The reason is that it violates human rights for very little justified purpose.

I never failed to understand how libertarians could think like that. Human rights are fiction created by the state and existing only trough the state.

And it is easy to prove - take any human, do the thoroughest possible vivisection on them and you won't be able to find a single right.

I never failed to understand how libertarians could think like that. Human rights are fiction created by the state and existing only trough the state.

I'm not a libertarian, but I am sympathetic to their position. I'm not sure I would frame the issue in terms of human rights, but I remember my youth when you could live your life without constantly showing your ID to people. I crossed between the US and Canada many times without being asked for a passport or even a driver license. I flew many times without presenting any kind of ID, let alone fingerprints.

I am not thrilled about the fact that we've drifted into a police/surveillance state type of situation. I do appreciate the lower crime rates, but I think that almost the same thing could have been accomplished if the West had stayed 90+% people of European descent.

The classic American viewpoint is that rights are given by God. Such as this famous line.

We hold these truths to be self-evident, that all men are created equal, that they are endowed by their Creator with certain unalienable Rights, that among these are Life, Liberty and the pursuit of Happiness.--

That free will allows for bad humans to trample on god's gifts doesn't make them any less divinely bestowed to the classic American viewpoint.

the state.

"The state" is not real, outside of being what we call the most powerful and recognized dominant organization of a given area or people. It is composed of people and in the classic view it is the people's own responsibility to fight for and protect their own natural rights, granted by God, from others who mean to harm them. Hence the American revolution, usurping an abusive state for one of their own.

States are fictions created by individuals and exist only through individuals. Go to any courthouse, police station, parliament building, do the thoroughest possible search, and you won't be able to find a single state. Just a bunch of individuals! Rights are a Schelling point that let individuals who don't call themselves members of the state regulate the behaviors of those who do. Without these Schelling points, the state is allowed to do anything whatsoever. That's obviously bad.

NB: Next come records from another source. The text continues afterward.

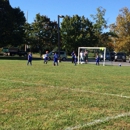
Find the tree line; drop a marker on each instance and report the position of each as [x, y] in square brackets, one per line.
[75, 31]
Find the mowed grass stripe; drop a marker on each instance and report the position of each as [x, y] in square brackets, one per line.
[78, 90]
[54, 98]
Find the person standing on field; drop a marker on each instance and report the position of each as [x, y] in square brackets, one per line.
[55, 58]
[86, 56]
[75, 59]
[29, 59]
[72, 54]
[97, 59]
[46, 57]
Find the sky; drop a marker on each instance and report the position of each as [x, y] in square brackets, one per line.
[53, 8]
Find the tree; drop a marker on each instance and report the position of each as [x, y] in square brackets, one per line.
[122, 30]
[11, 25]
[76, 31]
[45, 32]
[99, 25]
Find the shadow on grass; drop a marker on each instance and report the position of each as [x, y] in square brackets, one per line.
[17, 58]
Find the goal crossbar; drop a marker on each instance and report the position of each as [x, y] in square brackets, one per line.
[101, 48]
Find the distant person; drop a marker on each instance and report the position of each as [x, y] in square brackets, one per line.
[46, 58]
[97, 59]
[55, 58]
[72, 54]
[29, 59]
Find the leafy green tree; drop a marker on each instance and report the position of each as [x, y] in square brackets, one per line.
[11, 25]
[45, 32]
[76, 31]
[122, 30]
[99, 25]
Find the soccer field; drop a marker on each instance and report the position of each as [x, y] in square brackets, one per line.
[64, 97]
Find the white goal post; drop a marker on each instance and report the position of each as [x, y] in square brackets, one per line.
[100, 48]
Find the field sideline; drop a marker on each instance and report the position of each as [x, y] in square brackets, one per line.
[64, 97]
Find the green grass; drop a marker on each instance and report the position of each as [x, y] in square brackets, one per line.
[47, 97]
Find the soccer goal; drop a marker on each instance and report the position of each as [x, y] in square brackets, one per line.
[92, 48]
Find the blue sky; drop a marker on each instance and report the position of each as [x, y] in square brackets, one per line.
[52, 8]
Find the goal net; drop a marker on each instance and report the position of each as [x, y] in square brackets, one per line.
[98, 49]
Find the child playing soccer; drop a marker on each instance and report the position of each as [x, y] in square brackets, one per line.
[55, 59]
[29, 58]
[46, 57]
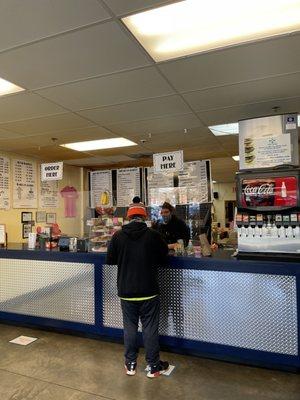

It may be bad, but states have always been allowed to do whatever they please.

And it is easy to prove - take any human, do the thoroughest possible vivisection on them and you won't be able to find a single right.

This applies to a ton of things though. Take the universe and grind it down to the finest powder and sieve it through the finest sieve and then show me one atom of justice, mercy, fairness, god, faith, happiness, race, love, LLCs, etc. The list goes on. Not everything is a physically existing element.

A strictly materialist viewpoint of reality is likely insufferably bleak to the point that no one alive would want to live it.